Bis Cannabis in Deutschland legalisiert wird, könnte es aber noch dauern. Das weiß auch Anna Kouparanis und sieht es gelassen. „Wir wollen einer der Big Player im legalen Markt sein.“ Ob die Legalisierung erst in zwei oder fünf Jahren durch ist, spiele keine Rolle. Das könnte bedeuten, dass genügend Kapital und Ausdauer vorhanden sind.

Cannabis-Legalisierung ist nicht alles

Jedoch: „Legalisierung alleine heißt nicht, dass wir gewonnen haben“, so Kouparanis. Es gebe viele Herausforderungen. Eine davon sei, dass Cannabis auch in Zukunft einen Pharmastandard brauche, damit die Qualität des Produkts gleich bleibe. Es könne sonst sein, dass Patienten, die auf den legalen Markt gehen, eine schlechtere Therapie bekommen, so die Gründerin. Und es hätte natürlich auch für ihr Unternehmen Vorteile, wenn es die aufgebauten Strukturen für medizinisches Cannabis ohne Umwege an mehr Kunden bringen könnte.

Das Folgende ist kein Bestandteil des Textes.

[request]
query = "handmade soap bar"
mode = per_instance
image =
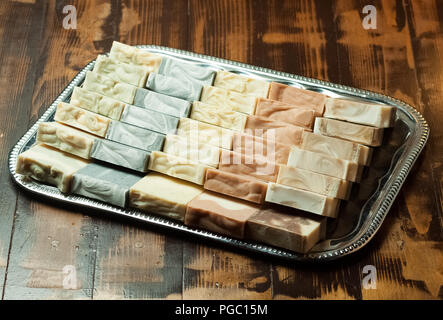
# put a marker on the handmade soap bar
(120, 154)
(320, 163)
(205, 133)
(218, 213)
(106, 86)
(241, 164)
(164, 195)
(349, 131)
(177, 167)
(274, 130)
(377, 115)
(49, 165)
(186, 72)
(237, 186)
(65, 138)
(121, 72)
(336, 148)
(229, 99)
(241, 84)
(280, 111)
(104, 183)
(82, 119)
(186, 90)
(219, 116)
(149, 119)
(285, 227)
(315, 182)
(302, 199)
(298, 97)
(192, 150)
(259, 148)
(97, 103)
(134, 136)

Eine nicht ganz ernst gemeinte Frage zum Schluss: Hat die Gründerin Cannabis selbst schon probiert? „Ich habe es einmal probiert“, so Kouparanis. „Aber für mich hatte es nie einen Sinn ergeben. Ich lache sehr viel und bin immer entspannt, egal, wie stark der Stress ist.“ Für Patienten mit chronischen Beschwerden ergebe es Sinn. Für sie selbst aber nicht.